The Obama administration has cited successes of the law, including extending health coverage to an estimated 17.6 million previously uninsured people since 2013, and overseen a historic slowdown in the speed on health care spending growth. But out-of-pocket costs like high deductibles and big copayments are becoming increasingly common in both job-based health plans and those bought on the Obamacare exchanges, and can squeeze household budgets and make health insurance itself seem less valuable.
"Yes, the uninsured rate is the lowest in decades, but the cost of prescription drugs went up by over 12 percent last year. Your income, I'd bet, didn't go up 12 percent," Clinton said Tuesday. "Meanwhile, other out-of-pocket costs are growing, too, and the insurance companies just keep raising the premiums. So while the overall growth in health care spending has slowed -- and that's good news for our economy -- for a lot of families, it doesn't feel like health care costs are coming under control."

A linchpin of Clinton's plan is a tax credit worth up to $5,000 that would be made available to households with out-of-pocket health care costs that exceed 5 percent of their income in a year, which she would finance by cutting federal spending on prescription drugs. To make high-deductible insurance more useful to consumers with modest health care needs, Clinton proposes requiring insurers to cover three doctor visits a year outside the deductible.

Clinton also calls for new rules that would protect patients against unexpected bills incurred during a medical emergency when a provider at the hospital isn't in the patient's insurance network even though the hospital itself is. Other elements of her plan include promising better and more up-to-date information about what health care providers and prescription drugs are covered by insurers, increased federal authority to block large health insurance premium hikes and stricter oversight of mergers between health care companies.

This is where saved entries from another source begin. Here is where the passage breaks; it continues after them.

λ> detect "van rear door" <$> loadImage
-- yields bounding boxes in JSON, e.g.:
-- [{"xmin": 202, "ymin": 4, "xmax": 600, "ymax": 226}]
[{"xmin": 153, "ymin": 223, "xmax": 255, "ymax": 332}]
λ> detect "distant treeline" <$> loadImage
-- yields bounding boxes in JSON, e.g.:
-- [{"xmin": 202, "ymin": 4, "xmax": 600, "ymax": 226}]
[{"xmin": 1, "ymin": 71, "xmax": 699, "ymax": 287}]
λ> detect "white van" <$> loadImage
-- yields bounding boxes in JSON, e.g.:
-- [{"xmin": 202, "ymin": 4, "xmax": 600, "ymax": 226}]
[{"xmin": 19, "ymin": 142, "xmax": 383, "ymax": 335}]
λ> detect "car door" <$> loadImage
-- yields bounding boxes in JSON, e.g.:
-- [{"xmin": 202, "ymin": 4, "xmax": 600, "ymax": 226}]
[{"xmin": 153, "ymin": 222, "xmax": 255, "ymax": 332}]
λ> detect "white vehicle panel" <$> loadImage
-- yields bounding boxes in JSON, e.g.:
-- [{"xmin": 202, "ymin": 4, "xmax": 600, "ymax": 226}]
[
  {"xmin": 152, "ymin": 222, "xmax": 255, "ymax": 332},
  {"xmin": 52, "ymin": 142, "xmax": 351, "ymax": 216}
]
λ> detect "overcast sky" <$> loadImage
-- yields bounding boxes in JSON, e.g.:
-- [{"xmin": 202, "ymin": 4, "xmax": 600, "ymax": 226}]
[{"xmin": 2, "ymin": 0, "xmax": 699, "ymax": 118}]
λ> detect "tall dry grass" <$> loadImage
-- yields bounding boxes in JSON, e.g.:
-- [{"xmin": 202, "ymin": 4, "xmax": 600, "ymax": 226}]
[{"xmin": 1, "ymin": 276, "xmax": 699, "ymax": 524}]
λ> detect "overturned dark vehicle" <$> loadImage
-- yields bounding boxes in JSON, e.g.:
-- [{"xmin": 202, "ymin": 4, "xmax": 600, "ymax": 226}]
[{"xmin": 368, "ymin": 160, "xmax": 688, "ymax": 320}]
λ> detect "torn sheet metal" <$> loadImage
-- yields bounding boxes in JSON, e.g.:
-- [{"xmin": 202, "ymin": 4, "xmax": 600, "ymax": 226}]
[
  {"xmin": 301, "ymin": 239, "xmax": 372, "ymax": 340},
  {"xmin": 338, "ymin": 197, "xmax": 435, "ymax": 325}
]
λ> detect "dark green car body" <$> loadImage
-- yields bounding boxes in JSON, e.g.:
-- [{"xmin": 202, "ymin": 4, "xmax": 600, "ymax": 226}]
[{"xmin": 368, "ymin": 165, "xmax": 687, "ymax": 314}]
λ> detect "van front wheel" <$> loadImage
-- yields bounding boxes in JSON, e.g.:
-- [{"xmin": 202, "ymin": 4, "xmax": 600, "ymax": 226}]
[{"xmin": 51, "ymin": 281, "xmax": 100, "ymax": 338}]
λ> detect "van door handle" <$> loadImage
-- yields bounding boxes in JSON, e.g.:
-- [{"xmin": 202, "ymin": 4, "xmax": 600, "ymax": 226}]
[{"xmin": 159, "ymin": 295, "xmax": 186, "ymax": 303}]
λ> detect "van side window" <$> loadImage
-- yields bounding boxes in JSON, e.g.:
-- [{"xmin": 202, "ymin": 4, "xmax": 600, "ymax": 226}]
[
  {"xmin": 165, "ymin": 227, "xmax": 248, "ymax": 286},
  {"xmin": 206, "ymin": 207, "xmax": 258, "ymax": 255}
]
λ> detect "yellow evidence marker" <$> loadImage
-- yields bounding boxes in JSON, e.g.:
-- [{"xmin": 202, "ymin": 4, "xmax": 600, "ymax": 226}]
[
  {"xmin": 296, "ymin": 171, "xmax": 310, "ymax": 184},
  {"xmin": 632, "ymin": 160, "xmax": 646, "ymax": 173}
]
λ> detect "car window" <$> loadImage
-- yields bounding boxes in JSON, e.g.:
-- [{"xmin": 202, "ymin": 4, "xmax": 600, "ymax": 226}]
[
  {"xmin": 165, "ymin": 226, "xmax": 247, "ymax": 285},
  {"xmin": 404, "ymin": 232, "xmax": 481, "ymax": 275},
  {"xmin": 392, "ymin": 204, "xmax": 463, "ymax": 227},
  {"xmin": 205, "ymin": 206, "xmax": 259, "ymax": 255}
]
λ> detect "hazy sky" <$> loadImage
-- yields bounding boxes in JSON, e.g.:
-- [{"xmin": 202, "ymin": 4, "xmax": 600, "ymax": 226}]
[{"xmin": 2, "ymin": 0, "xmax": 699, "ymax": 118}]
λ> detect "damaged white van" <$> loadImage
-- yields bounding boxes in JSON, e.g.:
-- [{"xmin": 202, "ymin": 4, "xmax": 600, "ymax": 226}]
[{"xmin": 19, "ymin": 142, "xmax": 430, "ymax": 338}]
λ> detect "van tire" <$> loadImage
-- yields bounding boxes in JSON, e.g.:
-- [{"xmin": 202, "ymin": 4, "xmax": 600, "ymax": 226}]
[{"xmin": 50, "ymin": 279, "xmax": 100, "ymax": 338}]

Clinton's pitch, however, fails to address some contentious Obamacare issues currently under debate in Congress -- and not just among those who want to repeal the law.

Large employers and labor unions have attracted bipartisan support for doing away with, or at least scaling back, the Affordable Care Act's so-called Cadillac tax on the highest-cost health insurance plans. This tax helps pay for Obamacare and is key to the law's efforts to reduce health care costs by curtailing generous health insurance that encourage heavy use of the medical system. But critics are concerned the levy will hit more consumers than Congress envisioned, and cause employers to significantly scale back their health benefits to avoid it. Clinton expressed sympathy with these concerns to the Des Moines Register editorial board on Tuesday, but said replacing the money it raises would be difficult, Politico reported.

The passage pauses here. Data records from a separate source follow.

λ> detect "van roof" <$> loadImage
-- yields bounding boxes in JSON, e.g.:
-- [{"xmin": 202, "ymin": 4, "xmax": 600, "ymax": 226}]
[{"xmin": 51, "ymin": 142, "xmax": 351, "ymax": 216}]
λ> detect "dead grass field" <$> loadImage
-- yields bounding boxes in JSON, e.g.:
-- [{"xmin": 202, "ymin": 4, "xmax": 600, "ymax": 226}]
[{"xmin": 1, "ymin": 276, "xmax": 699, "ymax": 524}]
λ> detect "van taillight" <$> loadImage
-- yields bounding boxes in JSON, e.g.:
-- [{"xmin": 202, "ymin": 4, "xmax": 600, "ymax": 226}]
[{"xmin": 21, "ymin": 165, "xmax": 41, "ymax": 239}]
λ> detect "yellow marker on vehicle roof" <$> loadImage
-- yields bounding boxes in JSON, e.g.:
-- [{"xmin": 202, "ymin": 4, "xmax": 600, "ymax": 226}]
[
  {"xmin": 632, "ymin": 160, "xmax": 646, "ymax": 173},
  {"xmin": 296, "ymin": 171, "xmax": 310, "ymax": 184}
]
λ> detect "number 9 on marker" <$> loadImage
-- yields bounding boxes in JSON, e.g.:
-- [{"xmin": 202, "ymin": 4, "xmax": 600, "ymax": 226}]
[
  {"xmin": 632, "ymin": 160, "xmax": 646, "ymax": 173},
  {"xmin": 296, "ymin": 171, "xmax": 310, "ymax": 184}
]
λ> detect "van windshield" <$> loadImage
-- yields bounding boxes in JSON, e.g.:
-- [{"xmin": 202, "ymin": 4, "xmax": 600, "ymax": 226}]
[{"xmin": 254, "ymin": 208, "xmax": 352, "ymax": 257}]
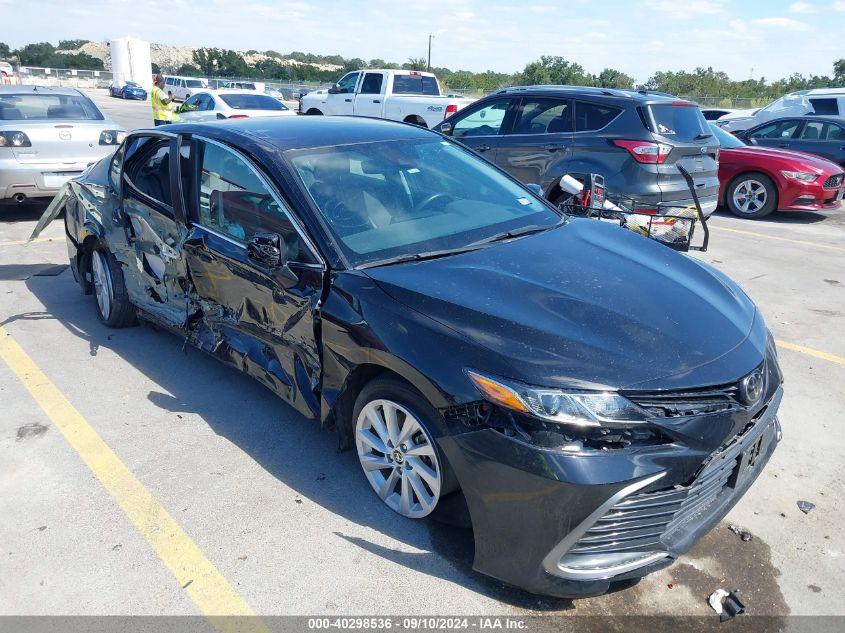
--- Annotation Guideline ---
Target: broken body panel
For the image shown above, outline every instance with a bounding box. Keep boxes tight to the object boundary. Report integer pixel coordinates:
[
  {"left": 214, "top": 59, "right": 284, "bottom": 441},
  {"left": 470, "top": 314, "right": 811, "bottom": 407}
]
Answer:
[{"left": 32, "top": 117, "right": 782, "bottom": 598}]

Clinton also didn't address the law's looming redefinition of small employers, which may raise health insurance premiums for companies with younger, healthier workforces even as it lowers rates for firms with older, sicker employees. Delaying or undoing this rule also has attracted support from Democrats who otherwise support Obamacare.

Using the Affordable Care Act as the foundation for her health care proposals sets Clinton apart from her rival for the Democratic nomination, Sen. Bernie Sanders (I-Vt.). Although Sanders voted to enact the law in 2010 and has not wavered in his support for its achievements, he is an outspoken advocate for replacing the current health care system with a single-payer program akin to those in most other rich nations.

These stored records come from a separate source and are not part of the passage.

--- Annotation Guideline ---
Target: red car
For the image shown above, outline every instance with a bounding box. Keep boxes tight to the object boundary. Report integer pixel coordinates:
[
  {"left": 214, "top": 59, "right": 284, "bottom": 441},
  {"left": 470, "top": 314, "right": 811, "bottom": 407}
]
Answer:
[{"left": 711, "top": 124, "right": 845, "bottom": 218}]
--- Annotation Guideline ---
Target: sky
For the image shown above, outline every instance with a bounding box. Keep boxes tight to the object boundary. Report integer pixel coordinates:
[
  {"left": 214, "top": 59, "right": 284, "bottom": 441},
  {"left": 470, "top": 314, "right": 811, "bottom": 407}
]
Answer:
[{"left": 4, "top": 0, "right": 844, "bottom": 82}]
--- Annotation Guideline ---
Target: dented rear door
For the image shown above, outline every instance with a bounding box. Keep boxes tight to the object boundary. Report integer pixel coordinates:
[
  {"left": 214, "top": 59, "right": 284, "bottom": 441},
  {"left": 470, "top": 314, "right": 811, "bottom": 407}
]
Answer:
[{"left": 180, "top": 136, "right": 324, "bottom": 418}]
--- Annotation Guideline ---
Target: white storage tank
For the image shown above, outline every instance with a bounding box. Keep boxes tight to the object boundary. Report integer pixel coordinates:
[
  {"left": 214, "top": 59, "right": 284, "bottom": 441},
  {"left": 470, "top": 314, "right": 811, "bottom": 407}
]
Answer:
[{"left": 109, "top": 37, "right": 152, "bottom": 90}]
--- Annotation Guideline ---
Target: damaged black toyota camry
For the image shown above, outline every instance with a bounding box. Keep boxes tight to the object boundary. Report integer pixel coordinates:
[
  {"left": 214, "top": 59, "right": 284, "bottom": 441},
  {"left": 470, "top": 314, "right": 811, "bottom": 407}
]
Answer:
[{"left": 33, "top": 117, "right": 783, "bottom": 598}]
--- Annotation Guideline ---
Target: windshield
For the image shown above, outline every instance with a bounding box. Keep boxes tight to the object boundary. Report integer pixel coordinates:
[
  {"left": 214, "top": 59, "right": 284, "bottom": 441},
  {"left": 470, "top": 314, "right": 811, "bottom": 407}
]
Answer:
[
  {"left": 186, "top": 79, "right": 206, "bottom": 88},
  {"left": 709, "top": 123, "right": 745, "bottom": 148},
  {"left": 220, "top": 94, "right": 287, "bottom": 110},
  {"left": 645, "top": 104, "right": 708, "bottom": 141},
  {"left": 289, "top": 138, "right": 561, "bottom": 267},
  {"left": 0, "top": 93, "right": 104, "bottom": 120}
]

Clinton also is taking aim at the Republican presidential field and their counterparts in Congress, who remain steadfastly committed -- rhetorically, at least -- to undoing Obamacare more than five years after it became law.

"Apparently, they're going to keep voting to repeal it," Clinton said Tuesday. "It doesn't matter what the facts are, they are partisan ideologues and they're going to keep trying to tear it up and force us back into a debate about health care. Well, politics can be, unfortunately, a pretty cynical business but this really goes further than I can tolerate."

Jonathan Cohn contributed reporting.